A Montero se le agolpó la sangre en la mirada. Su sangre, pero también la de Ana, la de Panchito, la de Jaime. También la de Paquito o la de María. También la de su padre, sí, la de Montero padre. Pero sobre todo la de Corujo, toda la sangre roja de Corujo derramada en los despachos y en los catres, en los calabozos y en las comisarias.

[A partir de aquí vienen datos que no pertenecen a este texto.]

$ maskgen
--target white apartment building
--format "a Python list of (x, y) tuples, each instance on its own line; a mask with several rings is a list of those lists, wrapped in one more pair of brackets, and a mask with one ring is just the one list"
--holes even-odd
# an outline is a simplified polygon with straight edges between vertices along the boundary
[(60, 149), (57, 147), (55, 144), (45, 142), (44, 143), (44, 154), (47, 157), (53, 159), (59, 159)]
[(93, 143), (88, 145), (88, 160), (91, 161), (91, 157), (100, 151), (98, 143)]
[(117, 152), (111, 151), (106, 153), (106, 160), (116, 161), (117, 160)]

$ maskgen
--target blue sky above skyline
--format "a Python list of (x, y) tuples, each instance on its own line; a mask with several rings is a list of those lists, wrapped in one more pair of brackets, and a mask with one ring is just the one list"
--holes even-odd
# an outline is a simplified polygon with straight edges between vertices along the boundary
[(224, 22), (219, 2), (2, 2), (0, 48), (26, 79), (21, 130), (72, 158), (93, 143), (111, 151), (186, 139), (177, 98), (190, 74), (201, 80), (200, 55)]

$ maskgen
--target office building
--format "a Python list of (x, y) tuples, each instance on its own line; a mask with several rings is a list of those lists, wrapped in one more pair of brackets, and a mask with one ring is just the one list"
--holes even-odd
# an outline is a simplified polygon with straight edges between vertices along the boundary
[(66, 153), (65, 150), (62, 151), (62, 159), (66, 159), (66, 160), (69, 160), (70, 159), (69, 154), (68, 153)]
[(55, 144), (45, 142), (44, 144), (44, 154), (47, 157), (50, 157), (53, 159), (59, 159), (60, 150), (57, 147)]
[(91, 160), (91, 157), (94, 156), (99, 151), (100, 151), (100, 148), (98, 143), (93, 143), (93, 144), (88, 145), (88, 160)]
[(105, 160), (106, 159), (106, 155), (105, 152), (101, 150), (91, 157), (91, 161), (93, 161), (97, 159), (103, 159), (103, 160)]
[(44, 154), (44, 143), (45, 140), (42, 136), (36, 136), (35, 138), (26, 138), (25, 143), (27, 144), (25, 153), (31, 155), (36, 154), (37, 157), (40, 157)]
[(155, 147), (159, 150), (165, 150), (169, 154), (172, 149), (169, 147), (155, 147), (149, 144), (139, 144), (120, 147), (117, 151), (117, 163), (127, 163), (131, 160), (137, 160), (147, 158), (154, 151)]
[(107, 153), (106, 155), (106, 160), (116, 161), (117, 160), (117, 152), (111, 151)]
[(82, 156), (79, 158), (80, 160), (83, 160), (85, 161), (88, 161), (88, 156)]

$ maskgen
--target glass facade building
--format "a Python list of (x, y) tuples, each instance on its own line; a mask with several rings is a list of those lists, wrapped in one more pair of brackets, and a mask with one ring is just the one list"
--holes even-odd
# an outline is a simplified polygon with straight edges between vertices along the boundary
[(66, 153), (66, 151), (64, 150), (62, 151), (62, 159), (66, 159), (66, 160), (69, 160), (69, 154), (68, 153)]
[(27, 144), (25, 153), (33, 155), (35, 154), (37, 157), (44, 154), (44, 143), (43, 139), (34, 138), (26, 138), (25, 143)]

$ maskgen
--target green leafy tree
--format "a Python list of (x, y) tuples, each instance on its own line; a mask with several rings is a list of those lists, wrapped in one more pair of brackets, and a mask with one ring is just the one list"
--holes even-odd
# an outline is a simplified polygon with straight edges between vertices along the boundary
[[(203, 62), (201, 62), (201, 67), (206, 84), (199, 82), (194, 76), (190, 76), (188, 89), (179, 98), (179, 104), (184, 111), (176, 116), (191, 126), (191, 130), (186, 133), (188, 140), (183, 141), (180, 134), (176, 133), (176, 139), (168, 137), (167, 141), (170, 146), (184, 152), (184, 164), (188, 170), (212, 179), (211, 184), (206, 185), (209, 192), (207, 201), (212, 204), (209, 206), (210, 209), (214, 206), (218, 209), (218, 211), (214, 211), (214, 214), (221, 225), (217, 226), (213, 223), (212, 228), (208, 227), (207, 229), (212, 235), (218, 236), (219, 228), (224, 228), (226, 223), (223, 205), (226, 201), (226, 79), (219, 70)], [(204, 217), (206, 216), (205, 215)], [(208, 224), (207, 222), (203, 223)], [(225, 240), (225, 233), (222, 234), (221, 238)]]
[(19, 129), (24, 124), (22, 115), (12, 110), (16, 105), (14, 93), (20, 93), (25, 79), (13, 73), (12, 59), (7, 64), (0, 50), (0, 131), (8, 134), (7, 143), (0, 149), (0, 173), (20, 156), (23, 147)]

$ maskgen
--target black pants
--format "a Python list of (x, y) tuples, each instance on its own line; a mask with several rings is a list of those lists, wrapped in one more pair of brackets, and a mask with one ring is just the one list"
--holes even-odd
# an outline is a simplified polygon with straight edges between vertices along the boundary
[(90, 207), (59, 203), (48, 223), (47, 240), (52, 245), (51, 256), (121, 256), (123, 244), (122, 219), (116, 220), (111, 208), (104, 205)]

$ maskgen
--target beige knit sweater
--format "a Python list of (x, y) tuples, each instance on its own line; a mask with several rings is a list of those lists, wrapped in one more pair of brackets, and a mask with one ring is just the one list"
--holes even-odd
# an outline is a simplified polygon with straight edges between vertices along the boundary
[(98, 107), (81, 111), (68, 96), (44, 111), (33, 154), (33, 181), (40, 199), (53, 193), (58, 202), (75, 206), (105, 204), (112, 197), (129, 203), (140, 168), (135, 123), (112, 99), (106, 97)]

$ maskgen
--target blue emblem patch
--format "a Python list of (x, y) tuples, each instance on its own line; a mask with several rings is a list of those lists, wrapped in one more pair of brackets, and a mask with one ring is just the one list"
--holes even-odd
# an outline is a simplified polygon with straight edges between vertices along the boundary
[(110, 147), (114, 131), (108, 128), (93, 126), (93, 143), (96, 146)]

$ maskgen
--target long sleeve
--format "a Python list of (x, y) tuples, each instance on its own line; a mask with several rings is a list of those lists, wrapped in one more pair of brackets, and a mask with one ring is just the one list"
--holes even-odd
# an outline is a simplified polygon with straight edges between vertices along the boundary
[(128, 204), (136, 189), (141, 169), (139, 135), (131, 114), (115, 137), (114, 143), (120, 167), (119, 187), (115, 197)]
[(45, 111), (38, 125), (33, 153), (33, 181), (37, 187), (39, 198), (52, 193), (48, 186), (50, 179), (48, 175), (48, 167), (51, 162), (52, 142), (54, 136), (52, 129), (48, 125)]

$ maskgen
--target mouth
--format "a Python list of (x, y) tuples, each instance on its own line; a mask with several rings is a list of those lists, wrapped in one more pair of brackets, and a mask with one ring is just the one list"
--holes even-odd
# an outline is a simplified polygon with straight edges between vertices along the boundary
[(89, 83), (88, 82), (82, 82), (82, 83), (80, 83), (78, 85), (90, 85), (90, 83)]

Se desplazó el biombo. Se hizo la luz. Fue solo un flash, pero durante el lujo de unos segundos se pudo ver perfectamente al generalísimo, de burdeos y oro, portando una chaquetilla con lentejuelas de un dorado supremo, que apenas dejaba ver con sus destellos la serpiente negra del corbatín y las dóciles chorreras, el triunfo de la taleguilla bajo los sinuosos alamares, la victoria final de las pantorrillas envueltas en un rosa destemplado. Lo de menos, a estas alturas, era el talle.
© félix molina, Casi la paz
Recomienzo el blog con una más de mis obsesiones veraniegas de Casi la paz, mi versión de El traje nuevo del emperador, de H. C. Andersen, en una nueva temporada que se promete densa, con el décimo aniversario de fm|al. Que su disfrute sea también una ocasión para el recuerdo. Para la memoria, más bien.